For over 30 years after the featherís discovery, unconfirmed sightings continued to manifest themselves to no avail until Zeiss Optics began sponsoring a search in 2002 in an attempt to confirm possible sightings of the Ivory Bill. This search eventually led to the Big Woods region of Arkansas that covers the White River, Cache River and Bayou Beaux drainage basins in 2003.
Luneau's decision to continually film in 2004 paid off in a roughly four-second stretch of tape that showed a flash of a white-fringed bird flying off (http://www.birds.cornell.edu/ivory/multimedia/). Because of the distance and vague visual of the flying bird, Cornell University's Ornithology department conducted a great deal of analysis. After intensive magnification of the film and measurements of markings and size of the bird in the video, the miracle was finally confirmed: the Ivory Bill was indeed "back from the grave."
With the new focus on managing for an endangered species, some concern has developed that the management goals could supersede the needs of local industries, particularly the timber industry. With the stigma of the northwestern spotted owl's impact on logging in the Pacific Northwest casting unease into both those who are tasked with managing the critical habitat areas with consideration of those whom their decisions impact, and those who will be directly affected by the management decisions, great caution is being taken with the direction of the management objectives. Luckily, the management of the Ivory Bill will focus mainly on cypress-tupelo old-growth swamps and river bottoms that are ill-suited for use by the timber industry for pine-plantation management. However, the overall impact of Ivory Bill Management on the timber industry remains open to speculation at this time.
Forest industry representatives of the Pulp and Paper Resource Commission, including Georgia Pacific representative Gary Mayhew, express a great desire to support the Ivory Bill program as long as an ecological balance is observed by the management objectives. Similarly, International Paper Co. representative Randy Bowen expressed the desire of the forest industry to aid in any way as long as reasonable methods are used. However, he expressed doubts about the validity of the video proof.

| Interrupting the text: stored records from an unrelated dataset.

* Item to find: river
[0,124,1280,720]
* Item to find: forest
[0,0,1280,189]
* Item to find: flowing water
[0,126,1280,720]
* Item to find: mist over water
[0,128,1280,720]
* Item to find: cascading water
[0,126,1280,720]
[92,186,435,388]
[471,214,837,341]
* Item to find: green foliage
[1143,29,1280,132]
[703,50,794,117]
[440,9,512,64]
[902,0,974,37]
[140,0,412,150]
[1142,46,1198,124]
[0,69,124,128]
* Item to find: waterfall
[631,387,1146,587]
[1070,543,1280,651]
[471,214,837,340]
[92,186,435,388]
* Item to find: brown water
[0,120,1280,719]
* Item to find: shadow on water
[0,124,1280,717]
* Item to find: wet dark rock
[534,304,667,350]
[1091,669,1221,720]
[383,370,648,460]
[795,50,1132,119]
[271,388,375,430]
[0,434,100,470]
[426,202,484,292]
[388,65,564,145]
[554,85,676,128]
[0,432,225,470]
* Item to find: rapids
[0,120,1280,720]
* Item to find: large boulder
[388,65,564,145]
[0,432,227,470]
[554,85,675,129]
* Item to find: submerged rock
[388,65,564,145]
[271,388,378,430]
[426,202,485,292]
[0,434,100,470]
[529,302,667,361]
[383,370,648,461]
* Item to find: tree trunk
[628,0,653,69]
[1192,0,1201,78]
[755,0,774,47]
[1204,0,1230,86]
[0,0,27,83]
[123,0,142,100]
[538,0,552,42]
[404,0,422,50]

"I'm not convinced by the film, although it was a very well-delivered presentation," he said.
The future of forest management in the South will certainly be impacted by the re-emergence of the Ivory Bill, though long-term effects will not be fully understood for quiet some time. As federal and state agencies, Cornell University and private organizations such as the Nature Conservancy and the timber industries work hard to decide how to deal with this new management objective in terms of both short- and long-term objectives, the question of humans interacting with nature in an increasingly crowded world will manifest itself.